I try to fit my keras model with a set of csv files (i dont want to load files in the memory and concat them). I tried to build a dataset with "tf.data.experimental.make_csv_dataset" (i think it works like matlab datastore?) and feed my model with "next" and "iter" but i couldnt solve the problems with input size and/or input type. I would appreciate any help. Thanks in advance.
import tensorflow as tf
from tensorflow import keras
from tensorflow.keras.models import Sequential
from tensorflow.keras.layers import Dense
dataset = tf.data.experimental.make_csv_dataset(
"data/Testdata/*.csv",
batch_size=128,
field_delim=",",
num_epochs=1,
select_columns=['A', 'B', 'C'],
label_name='C')
# MLP Model
model = Sequential()
model.add(Dense(1, input_dim=5))
model.add(Dense(5, activation='relu'))
model.add(Dense(1, activation='linear'))
model.summary()
model.compile(loss='mean_absolute_error', optimizer="adam", metrics=['mean_squared_error'])
# for batch in dataset:
X, y = next(iter(dataset))
res = model.fit(X, y, epochs=5)
CodePudding user response:
You can feed your dataset directly to model.fit
with a few changes:
Create dummy data:
import pandas as pd
import tensorflow as tf
from tensorflow import keras
from tensorflow.keras.models import Sequential
from tensorflow.keras.layers import Dense
df = pd.DataFrame(data={'A': [50.1, 1.23, 4.5, 4.3, 3.2], 'B':[50.1, 1.23, 4.5, 4.3, 3.2], 'C':[5.2, 3.1, 2.2, 1., 3.]})

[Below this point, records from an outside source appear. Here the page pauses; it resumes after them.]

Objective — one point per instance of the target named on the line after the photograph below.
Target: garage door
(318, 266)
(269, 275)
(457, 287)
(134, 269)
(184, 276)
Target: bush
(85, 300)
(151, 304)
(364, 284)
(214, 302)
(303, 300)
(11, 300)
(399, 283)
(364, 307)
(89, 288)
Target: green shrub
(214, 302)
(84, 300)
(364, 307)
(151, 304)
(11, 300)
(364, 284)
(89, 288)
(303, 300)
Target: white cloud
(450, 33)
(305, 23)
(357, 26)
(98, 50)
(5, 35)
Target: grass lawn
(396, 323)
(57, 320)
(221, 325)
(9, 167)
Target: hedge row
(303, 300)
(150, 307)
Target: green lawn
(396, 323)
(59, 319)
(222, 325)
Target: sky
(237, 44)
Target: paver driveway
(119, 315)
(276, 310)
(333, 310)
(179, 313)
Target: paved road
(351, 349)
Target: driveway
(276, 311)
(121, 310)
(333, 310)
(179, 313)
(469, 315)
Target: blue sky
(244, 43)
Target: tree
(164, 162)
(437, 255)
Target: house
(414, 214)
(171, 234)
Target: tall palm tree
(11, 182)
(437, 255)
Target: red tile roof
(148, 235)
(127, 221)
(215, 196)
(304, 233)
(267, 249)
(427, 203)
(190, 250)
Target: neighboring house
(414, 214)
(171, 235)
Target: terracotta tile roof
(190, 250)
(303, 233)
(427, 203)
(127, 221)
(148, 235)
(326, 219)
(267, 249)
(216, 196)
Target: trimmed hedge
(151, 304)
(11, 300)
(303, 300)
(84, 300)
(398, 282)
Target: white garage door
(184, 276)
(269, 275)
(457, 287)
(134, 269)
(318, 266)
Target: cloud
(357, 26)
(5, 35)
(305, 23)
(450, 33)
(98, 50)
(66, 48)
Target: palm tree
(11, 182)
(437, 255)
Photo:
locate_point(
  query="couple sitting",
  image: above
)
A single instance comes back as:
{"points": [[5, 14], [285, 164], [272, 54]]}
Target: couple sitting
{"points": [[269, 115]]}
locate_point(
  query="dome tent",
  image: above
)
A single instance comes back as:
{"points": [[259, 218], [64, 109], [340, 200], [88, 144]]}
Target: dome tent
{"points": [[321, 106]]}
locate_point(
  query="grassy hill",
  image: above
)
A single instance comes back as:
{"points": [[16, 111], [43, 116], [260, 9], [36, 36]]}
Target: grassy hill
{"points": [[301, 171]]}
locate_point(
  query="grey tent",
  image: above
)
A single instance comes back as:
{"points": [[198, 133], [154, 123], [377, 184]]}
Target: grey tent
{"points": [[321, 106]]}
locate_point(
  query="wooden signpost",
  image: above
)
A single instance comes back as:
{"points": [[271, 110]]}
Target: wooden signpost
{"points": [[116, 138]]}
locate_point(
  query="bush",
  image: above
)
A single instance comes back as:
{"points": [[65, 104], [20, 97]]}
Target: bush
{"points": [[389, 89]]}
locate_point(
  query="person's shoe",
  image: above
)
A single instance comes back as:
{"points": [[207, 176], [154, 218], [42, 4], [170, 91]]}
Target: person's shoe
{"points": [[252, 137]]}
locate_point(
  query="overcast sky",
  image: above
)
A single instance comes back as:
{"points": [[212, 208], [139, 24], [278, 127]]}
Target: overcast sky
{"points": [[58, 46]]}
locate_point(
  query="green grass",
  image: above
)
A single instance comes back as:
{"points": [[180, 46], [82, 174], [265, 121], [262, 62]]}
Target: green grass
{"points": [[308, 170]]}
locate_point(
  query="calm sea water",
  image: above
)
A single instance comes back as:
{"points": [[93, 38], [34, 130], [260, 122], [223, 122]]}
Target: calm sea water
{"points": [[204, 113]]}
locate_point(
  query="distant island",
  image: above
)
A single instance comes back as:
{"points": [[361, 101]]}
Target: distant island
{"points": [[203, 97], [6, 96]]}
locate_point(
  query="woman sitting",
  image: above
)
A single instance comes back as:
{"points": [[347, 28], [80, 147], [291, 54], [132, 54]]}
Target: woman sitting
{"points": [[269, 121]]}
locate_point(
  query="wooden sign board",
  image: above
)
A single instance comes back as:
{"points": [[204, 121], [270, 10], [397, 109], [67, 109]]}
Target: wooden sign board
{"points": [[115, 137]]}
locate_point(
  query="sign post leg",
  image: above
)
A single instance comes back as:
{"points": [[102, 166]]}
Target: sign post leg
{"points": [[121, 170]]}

df.to_csv('data1.csv', index=False)
df.to_csv('data2.csv', index=False)
Preprocess data:
dataset = tf.data.experimental.make_csv_dataset(
"/content/*.csv",
batch_size=2,
field_delim=",",
num_epochs=1,
select_columns=['A', 'B', 'C'],
label_name='C')
Before processing:
for x in dataset:
print(x)
OrderedDict([('A', <tf.Tensor: shape=(2,), dtype=float32, numpy=array([4.5 , 1.23], dtype=float32)>), ('B', <tf.Tensor: shape=(2,), dtype=float32, numpy=array([4.5 , 1.23], dtype=float32)>)]), <tf.Tensor: shape=(2,), dtype=float32, numpy=array([2.2, 3.1], dtype=float32)>)
(OrderedDict([('A', <tf.Tensor: shape=(2,), dtype=float32, numpy=array([50.1, 4.5], dtype=float32)>), ('B', <tf.Tensor: shape=(2,), dtype=float32, numpy=array([50.1, 4.5], dtype=float32)>)]), <tf.Tensor: shape=(2,), dtype=float32, numpy=array([5.2, 2.2], dtype=float32)>)
(OrderedDict([('A', <tf.Tensor: shape=(2,), dtype=float32, numpy=array([ 4.3, 50.1], dtype=float32)>), ('B', <tf.Tensor: shape=(2,), dtype=float32, numpy=array([ 4.3, 50.1], dtype=float32)>)]), <tf.Tensor: shape=(2,), dtype=float32, numpy=array([1. , 5.2], dtype=float32)>)
(OrderedDict([('A', <tf.Tensor: shape=(2,), dtype=float32, numpy=array([1.23, 4.3 ], dtype=float32)>), ('B', <tf.Tensor: shape=(2,), dtype=float32, numpy=array([1.23, 4.3 ], dtype=float32)>)]), <tf.Tensor: shape=(2,), dtype=float32, numpy=array([3.1, 1. ], dtype=float32)>)
(OrderedDict([('A', <tf.Tensor: shape=(2,), dtype=float32, numpy=array([3.2, 3.2], dtype=float32)>), ('B', <tf.Tensor: shape=(2,), dtype=float32, numpy=array([3.2, 3.2], dtype=float32)>)]), <tf.Tensor: shape=(2,), dtype=float32, numpy=array([3., 3.], dtype=float32)>)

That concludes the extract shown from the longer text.